翌日、圭一が同じぐらいの時間に、女に声をかけられた場所を通ると[その道は圭一の通学路だった]また、声をかけられた。
「これ、落としませんでしたか?」
振り向くと、昨日の女ではなく、今度は少し年のいった茶髪の女がいた。しかし手には昨日と同じ安物そうな赤い財布を持っていた。圭一は少し気味が悪くなって、自分のじゃないと言って足早にその場を立ち去った。

家に付くと、圭一はあの財布が気になりだした。よくよく考えてみたらどこかで見たような気がするのだった。しかし、どうにも思い出せないし、何より気味が悪いので、出来るだけ考えまいと努めた。しかし、今度は女たちの方が気になりだした。やはりあの女たちもどこかで見たことがあるような気がしてきたのだ。けれどそれも思い出せないまま、結局日付けは変わってしまった。

翌日圭一は通学路を変えて学校へ向かった。そうしたら幸いにして後ろから声をかけられることはなかった。
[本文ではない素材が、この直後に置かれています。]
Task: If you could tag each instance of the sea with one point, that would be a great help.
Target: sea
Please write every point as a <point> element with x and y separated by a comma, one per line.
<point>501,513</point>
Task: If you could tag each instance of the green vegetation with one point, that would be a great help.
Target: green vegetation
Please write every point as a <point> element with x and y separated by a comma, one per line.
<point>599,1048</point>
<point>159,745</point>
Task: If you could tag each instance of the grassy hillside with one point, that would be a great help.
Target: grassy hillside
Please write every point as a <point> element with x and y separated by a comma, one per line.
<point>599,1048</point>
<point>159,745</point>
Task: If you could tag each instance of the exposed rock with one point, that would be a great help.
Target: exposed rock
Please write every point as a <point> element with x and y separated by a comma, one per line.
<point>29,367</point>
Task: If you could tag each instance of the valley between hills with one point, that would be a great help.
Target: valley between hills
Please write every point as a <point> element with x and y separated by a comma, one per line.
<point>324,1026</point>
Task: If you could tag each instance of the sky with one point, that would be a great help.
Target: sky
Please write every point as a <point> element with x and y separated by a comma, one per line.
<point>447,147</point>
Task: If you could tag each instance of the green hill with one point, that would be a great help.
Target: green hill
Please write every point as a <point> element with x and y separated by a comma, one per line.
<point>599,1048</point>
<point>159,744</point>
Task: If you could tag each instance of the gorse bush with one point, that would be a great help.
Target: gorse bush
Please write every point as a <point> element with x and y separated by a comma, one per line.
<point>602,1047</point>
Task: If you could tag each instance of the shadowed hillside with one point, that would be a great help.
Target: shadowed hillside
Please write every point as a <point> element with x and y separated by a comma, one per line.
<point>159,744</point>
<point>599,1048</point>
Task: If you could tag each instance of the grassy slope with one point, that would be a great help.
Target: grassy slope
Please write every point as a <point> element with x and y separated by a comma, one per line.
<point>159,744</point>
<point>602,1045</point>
それから一ヶ月が経った。圭一は財布のことなど忘れかけていた。しかし気を抜いていつもの通学路に戻すと、またあの道で声をかけられた。
「これ、落としましたよね?」
強い口調だった。圭一はぎょっとして、おそるおそる振り返ると以前声をかけてきた女二人が立っていた。最初に声をかけてきた若い女のほうの手には赤い財布が握られていた。
「だから僕のじゃないって……」
「いいえ、貴方のモノです。私たちは覚えています、貴方がそれを落としたのを」
若いほうの女はそう言うと、圭一の前に赤い財布を突きだした。仕方なく圭一はそれを受け取った。圭一は中身が気になったので開けてみた。小銭が何枚かと何枚かのカード、そして1枚のレシートが入っていた。レシートはショッピングセンターのもので包丁とゴム手袋の2点を購入したらしく、日付けは3年前のものだった。ここで圭一はハッとした。そしてようやく財布や女たちのことを思いだした。しかしその事実は彼を震い上がらせた。何故なら女たちは死んだはずだったからだ。圭一は、女たちは自分が殺した多くの人間たちの二人だとこのときようやく思いだしたのだ。目を上げると女二人は居なかった。圭一は怖くなって財布を放り投げて家へ走り帰った。
家へ帰ると、手にべっとりとした血が付着していることに気付いた。どうやらあの財布についていたらしかった。
翌朝彼のもとに警察がやってきた。圭一が放り投げた財布に大量の血液が付着、そして包丁のレシート、更には圭一の個人情報が書かれたカードが入っていたからだった。
警察に連れていかれる途中に、圭一はあの女たちは自分に最後のチャンスを与えたのかもしれないと思った。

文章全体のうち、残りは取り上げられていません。